King Alend Ramses was not quite what she expected.
For all his overt sexuality and dominance, when they sealed the Blood Contract at the cabin in the woods, he only took the barest of sips from her throat before lapping the small wound closed and pulling back from her. And except for the shallowest penetration of his fangs into her jugular vein, he hadn’t touched her anywhere else.
From there, they rode back to the City in a gigantic, armored black SUV that was waiting for them on a deserted road half a mile from the hideaway. For the entire length of time that they walked through the woods and during the ride in the vehicle, Ramses said not one word to her. Moreover, he maintained enough distance between them at all times that she could barely feel his body heat.

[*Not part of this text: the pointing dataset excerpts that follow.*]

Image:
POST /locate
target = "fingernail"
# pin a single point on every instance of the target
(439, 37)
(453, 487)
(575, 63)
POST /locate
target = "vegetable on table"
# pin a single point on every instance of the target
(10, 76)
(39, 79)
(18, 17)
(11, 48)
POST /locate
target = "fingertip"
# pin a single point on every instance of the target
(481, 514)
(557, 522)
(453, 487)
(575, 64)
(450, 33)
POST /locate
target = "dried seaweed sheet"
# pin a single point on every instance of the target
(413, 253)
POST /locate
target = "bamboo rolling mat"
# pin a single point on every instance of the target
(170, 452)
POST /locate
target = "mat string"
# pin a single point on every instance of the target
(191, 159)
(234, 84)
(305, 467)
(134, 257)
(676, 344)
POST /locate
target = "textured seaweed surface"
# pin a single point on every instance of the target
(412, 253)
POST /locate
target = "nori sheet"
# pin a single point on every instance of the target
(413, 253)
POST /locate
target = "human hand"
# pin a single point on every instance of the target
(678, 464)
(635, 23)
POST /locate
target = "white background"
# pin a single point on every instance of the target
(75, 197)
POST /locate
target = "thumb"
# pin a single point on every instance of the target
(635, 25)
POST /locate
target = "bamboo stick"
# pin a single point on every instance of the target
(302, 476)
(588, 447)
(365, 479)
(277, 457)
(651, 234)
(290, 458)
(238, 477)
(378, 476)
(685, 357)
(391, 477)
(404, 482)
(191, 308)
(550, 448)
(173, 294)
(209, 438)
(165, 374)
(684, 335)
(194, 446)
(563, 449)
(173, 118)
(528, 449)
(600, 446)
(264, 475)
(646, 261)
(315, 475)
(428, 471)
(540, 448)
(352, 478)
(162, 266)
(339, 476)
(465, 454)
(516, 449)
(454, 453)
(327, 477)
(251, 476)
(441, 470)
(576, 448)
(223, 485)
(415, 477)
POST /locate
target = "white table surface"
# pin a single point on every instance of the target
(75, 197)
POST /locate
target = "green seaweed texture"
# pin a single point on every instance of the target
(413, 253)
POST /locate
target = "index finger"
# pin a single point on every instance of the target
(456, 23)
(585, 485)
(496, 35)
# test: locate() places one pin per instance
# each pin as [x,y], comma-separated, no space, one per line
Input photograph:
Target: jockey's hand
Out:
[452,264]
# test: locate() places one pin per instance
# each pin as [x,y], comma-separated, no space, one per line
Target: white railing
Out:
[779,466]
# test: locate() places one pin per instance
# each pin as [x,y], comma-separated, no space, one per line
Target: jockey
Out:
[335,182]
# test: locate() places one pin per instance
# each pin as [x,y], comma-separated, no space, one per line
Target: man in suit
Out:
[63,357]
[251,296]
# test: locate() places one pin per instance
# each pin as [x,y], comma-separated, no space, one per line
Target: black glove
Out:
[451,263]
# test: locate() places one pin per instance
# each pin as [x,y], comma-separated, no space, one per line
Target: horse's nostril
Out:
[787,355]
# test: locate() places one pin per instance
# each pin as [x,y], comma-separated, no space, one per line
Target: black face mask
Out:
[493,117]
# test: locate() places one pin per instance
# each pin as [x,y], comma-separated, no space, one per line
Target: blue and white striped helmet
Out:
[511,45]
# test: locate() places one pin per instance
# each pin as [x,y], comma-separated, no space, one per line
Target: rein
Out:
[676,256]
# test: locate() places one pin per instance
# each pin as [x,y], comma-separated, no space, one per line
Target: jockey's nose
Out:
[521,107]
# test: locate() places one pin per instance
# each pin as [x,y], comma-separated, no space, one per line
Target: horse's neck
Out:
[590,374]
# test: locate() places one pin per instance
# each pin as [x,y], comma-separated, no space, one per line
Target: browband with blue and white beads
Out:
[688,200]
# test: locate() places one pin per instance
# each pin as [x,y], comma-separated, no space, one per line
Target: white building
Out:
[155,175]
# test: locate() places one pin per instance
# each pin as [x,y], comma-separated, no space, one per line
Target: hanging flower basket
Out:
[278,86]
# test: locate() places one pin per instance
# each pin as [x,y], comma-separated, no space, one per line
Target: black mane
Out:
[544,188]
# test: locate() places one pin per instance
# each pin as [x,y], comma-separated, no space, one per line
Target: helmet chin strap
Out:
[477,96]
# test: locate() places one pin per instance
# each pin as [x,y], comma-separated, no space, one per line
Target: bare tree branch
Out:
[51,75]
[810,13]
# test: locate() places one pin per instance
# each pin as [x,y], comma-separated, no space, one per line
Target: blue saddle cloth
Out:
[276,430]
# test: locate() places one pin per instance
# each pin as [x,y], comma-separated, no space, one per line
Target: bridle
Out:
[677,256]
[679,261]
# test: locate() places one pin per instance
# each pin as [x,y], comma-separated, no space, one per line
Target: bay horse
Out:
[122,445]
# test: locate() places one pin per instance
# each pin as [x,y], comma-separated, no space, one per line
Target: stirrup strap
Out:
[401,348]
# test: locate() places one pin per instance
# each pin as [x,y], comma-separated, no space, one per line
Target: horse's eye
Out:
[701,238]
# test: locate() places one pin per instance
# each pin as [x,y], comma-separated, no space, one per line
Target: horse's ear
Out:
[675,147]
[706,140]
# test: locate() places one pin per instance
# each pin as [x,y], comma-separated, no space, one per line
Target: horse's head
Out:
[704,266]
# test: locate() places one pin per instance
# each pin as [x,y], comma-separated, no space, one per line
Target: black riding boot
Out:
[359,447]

It’s as if he purposely banked the flames of his internal furnace. Or maybe she’d somehow doused it. After all, she wasn’t the sort of female males like him pursued.
Logical, sensible, plain, boring.
And what had her new-old friend, life-of-the-party-Amazon-warrior-supermodel Aella called her recently?
Uptight.
Put that way, Eveline well understood why she might not be a viable candidate for seduction.
Nevertheless, she was extremely put out.
She didn’t know why she felt so disappointed by the Dark King’s sudden reticence after he’d stirred her feelings to uncomfortable heights. This was what she wanted, wasn’t it? For him to stay far away from her? So that she could remain her sensible, even-keeled self.